Scope of Construction in Naya Pakistan
The fact that construction industry is an engine of economic growth and employment has been realized by subsequent governments in Pakistan. Globally, when economies try to address housing deficit issues driven by growing populations, they venture into public spending and launch new public projects. The model in Pakistan has been similar. Both the federal and provincial governments spend a substantial amount from their respective development budgets on brick and mortar.
But the problems faced by government during the process are two-fold: the first is specific to Pakistan’s perennial macroeconomic challenges. The capacity of government to launch large public development projects is constrained by tight fiscal budget. As a proportion of GDP, the governments’ spending on development has shrunk over the last few years.
The second challenge is endogenous and often universal—that government-led spending tends to be inefficient and economic returns tend to be far less than that of the same spending done by the private sector.
The solution is to move from the current model to a public-private partnership (PPP) structure with a greater involvement of the private sector. This would solve both the problems at the same time. With the private sector entities running the projects, inefficiencies from the system earlier run by government will be eliminated, and private sector will be encouraged to finance the projects, bringing in more investment.
While it is true that PPP can also face challenges in designing and implementation of projects, strong mechanisms can be built to tackle them. In the short-run, solution to develop brick and mortar seems to be in providing space to private sector investment.

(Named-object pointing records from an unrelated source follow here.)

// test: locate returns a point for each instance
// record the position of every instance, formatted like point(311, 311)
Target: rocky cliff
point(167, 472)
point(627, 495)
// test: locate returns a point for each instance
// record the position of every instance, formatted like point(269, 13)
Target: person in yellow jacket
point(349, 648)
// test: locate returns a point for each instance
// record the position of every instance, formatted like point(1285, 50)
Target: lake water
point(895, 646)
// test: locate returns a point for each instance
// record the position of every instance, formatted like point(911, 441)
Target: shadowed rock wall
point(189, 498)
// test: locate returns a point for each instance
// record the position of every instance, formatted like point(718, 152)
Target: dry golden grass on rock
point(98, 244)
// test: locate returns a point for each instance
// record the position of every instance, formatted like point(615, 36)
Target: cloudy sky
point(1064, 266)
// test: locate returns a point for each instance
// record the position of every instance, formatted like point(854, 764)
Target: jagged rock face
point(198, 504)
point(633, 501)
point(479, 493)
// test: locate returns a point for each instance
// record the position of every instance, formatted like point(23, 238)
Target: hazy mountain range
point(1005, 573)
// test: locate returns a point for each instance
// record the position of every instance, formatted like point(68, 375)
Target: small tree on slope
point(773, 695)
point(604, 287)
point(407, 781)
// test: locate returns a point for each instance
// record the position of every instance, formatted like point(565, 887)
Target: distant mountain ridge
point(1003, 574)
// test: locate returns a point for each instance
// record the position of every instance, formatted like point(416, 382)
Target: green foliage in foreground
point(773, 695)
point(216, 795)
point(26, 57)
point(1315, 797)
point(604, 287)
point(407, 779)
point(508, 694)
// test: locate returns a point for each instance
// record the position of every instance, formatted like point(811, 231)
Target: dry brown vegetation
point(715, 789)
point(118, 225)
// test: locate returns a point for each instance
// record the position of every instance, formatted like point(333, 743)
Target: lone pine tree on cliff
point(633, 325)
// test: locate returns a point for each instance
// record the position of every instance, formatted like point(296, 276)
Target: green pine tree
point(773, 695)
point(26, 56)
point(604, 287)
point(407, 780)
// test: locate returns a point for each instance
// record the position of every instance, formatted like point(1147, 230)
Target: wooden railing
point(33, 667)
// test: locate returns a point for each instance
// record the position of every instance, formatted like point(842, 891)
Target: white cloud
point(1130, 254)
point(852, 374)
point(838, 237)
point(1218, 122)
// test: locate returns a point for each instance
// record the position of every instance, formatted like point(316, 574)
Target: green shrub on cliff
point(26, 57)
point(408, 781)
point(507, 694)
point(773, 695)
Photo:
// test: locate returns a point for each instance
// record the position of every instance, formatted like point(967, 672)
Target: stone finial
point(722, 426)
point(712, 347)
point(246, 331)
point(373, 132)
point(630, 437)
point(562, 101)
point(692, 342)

Motivation for Involving the Private Sector
It is very likely that the current government will bring such a solution. A handsome package has already been proposed for the real estate sector and its approval by the Ministry of Finance is underway. This will ease regulatory hang-ups for developers and builders and kick-start new development.
The government wants to bring private sector expertise in building construction into commercial and housing construction at a much grander scale. This will be different from earlier regimes, as earlier the emphasis of development was on building roads, highways and bridges. The PTI government’s primary focus is on housing issues. Under the Naya Pakistan Housing Plan, a project PM Imran Khan announced right after joining office, the government aims to bridge the rising housing gap estimated to be somewhere between 10-12 million units. The project hopes to support building 5 million houses and generating 10 million jobs.

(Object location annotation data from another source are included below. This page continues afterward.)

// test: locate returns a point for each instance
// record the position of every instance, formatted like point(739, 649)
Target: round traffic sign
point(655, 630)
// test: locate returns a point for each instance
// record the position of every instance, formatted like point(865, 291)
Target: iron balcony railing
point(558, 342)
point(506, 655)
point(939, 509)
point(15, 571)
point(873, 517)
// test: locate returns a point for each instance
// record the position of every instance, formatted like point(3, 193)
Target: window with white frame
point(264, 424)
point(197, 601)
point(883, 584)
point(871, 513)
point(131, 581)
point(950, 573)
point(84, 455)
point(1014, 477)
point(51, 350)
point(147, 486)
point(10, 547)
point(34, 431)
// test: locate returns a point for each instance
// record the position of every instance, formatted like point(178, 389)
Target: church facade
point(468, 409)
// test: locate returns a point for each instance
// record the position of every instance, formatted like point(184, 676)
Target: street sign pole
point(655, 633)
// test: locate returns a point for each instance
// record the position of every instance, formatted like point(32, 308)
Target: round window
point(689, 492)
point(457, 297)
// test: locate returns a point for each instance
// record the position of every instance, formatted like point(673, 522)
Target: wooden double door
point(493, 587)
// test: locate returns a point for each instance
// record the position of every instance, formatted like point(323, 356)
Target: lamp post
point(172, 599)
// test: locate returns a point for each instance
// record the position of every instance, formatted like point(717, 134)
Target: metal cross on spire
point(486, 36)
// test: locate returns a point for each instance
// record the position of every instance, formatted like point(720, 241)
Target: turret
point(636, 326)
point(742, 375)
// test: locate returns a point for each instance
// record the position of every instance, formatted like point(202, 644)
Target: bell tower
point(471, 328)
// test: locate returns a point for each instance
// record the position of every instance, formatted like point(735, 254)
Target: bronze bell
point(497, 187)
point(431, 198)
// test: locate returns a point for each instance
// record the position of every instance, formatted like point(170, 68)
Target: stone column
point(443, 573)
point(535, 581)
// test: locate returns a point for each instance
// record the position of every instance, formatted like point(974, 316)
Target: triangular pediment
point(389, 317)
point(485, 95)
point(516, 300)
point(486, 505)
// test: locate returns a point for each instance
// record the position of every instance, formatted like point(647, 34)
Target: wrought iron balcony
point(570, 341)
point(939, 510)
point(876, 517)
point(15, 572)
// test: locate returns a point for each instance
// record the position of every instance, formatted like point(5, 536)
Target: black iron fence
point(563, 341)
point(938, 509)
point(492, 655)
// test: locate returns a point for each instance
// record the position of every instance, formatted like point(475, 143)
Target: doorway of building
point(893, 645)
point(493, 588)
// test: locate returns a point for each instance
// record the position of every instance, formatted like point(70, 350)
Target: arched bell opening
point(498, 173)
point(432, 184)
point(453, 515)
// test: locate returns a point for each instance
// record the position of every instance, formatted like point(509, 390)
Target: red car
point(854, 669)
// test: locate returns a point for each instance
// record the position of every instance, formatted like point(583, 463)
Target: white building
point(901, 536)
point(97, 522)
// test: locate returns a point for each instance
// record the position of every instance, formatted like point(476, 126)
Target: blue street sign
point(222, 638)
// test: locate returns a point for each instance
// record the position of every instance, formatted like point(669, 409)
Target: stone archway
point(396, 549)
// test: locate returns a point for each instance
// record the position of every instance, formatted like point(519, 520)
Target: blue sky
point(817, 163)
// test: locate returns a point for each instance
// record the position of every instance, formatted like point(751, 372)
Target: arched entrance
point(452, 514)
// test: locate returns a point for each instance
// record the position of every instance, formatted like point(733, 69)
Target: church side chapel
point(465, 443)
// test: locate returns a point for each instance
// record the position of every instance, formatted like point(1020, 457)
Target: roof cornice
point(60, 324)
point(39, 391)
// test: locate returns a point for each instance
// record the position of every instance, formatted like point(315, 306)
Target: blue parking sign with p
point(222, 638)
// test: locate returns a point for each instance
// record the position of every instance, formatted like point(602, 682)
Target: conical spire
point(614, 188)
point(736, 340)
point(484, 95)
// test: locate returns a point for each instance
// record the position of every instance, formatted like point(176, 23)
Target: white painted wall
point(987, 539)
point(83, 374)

Due to hindering economic stabilization policies and slowdown in the economy, the project has come to a standstill state. But the government has to shift gears soon. The main stumbling block for the aforementioned package, considering the fiscal concessions, is the pending approval of the IMF.

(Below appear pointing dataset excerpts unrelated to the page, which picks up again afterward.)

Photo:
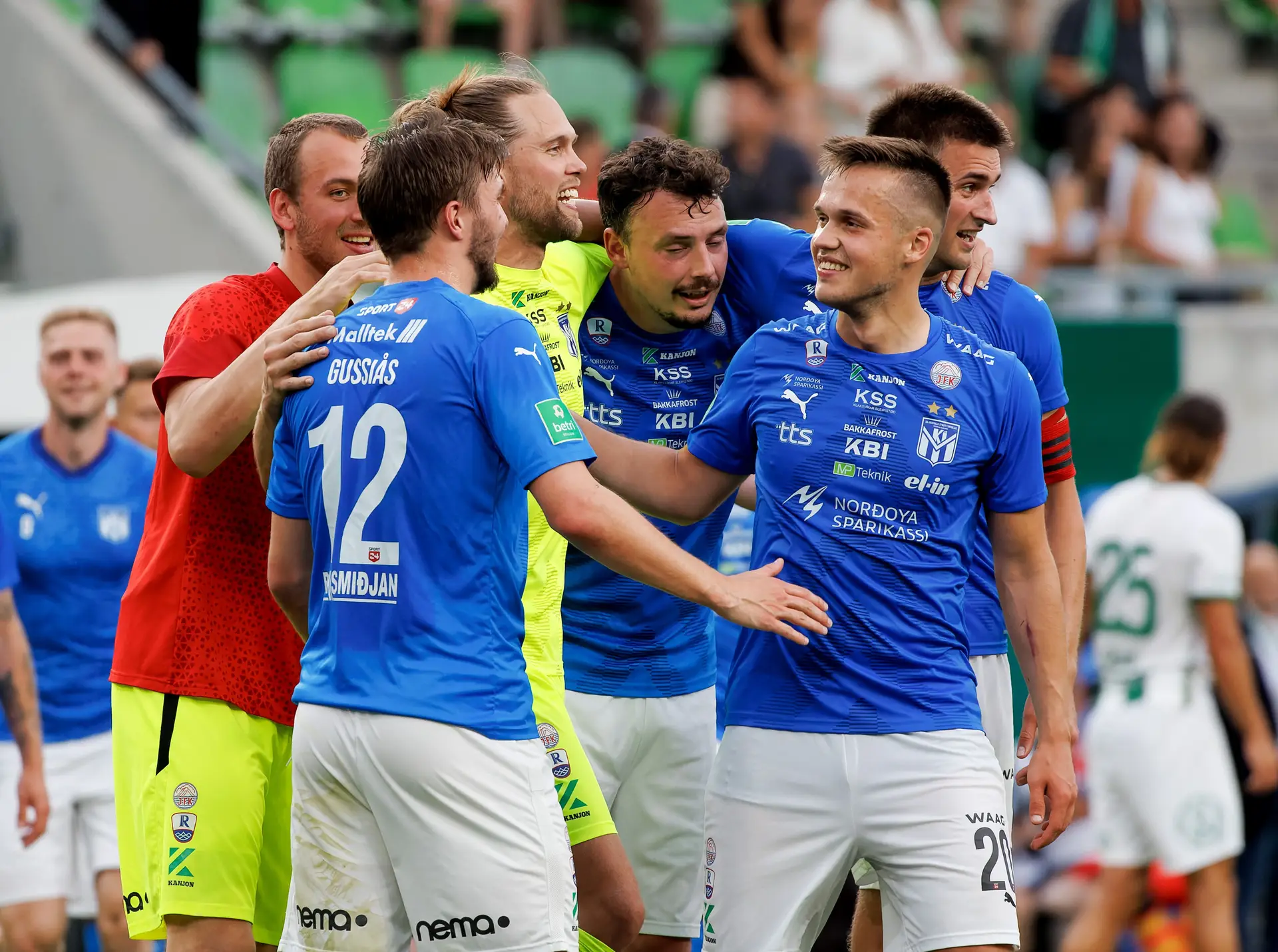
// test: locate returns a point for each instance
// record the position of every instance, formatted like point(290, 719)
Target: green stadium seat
point(1253, 18)
point(593, 82)
point(323, 21)
point(333, 79)
point(425, 69)
point(238, 96)
point(1241, 232)
point(696, 21)
point(680, 71)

The good news, however, is that in the ongoing first review of the Fund programme, most of the quantitative targets are met. This is a propitious sign of success since it gives government leverage to get allowance on announcing a real estate development package.
Boosting Investments in Real Estate
While such a great initiative has been taken, it is important that the government make sure the existing challenges associated with the real estate investment are addressed so that not only does the project enhance investment in the real estate sector, but also boost the economy in general.
First and foremost, the government must eliminate the fear of tax man to encourage fresh investments. Historically, the sector has largely remained notorious due to its informal nature, wide circulation of grey income, wealth accumulated by the developers and builders, as well as transparency and traceability issues.
According to builders, property buyers and end-consumer do not have enough white money to buy apartments or houses in posh localities of the urban centers. Because of this, the builders are hesitant to undertake new projects. The agents in market also prefer not to be interrogated regarding their sources of income.
That in no way means that other agencies cannot intervene in the cases where money is generated through illegal means. In such cases criminal proceedings could be applicable. In fact, there is a subtle difference between tax authorities asking questions or other agencies probing on the money trail. The latter is of great importance given that Pakistan is on the FATF grey list and the government cannot afford to not document the money trail.
Once investment is made in a real estate project, the government should be able to fully document it. The transactions ought to be recorded on real value or close to real values and the tax to be deducted on the income generated upon selling after development.
The builder community however, desire much lower tax rates. They are seeking a flat rate of Rs70/square feet and Rs210/square feet for residential and commercial construction respectively. These rates are very low and seem unreasonable. The cost of relatively less pricey apartment is around Rs7,000/square feet in Karachi, and assuming 40 percent return, the income tax rate is calculated at 1.4 percent. Instead, these taxes should be calculated at actual income. The builders should also be encouraged to keep their books clean.
One fear is that the opening up real estate sector for black money—with no FBR investigation on the source of income—will attract speculators. Real estate prices may go up and make properties unaffordable for end buyers. That has to be controlled by heavily taxing empty plots that remain undeveloped for a stipulated period of time. For example, empty plots for single units can be taxed after 2 years, and those for high rise units can be taxed within 3-5 years, depending on the height of the building. The tricky part would be to be watchful of potential practice of plot transaction among speculators within the stipulated time.
For now, the market is anticipating the approvals and announcements of concessions which may become part of the finance bill, or be promulgated through presidential ordinance. It is pertinent to note that these concessions would revive the existing market, but for cost-effectiveness more has to be in offering in terms of tax concessions on inputs and lower income tax rates. For that, economic authorities have to address economic stabilization issues first which may take another 6-9 months.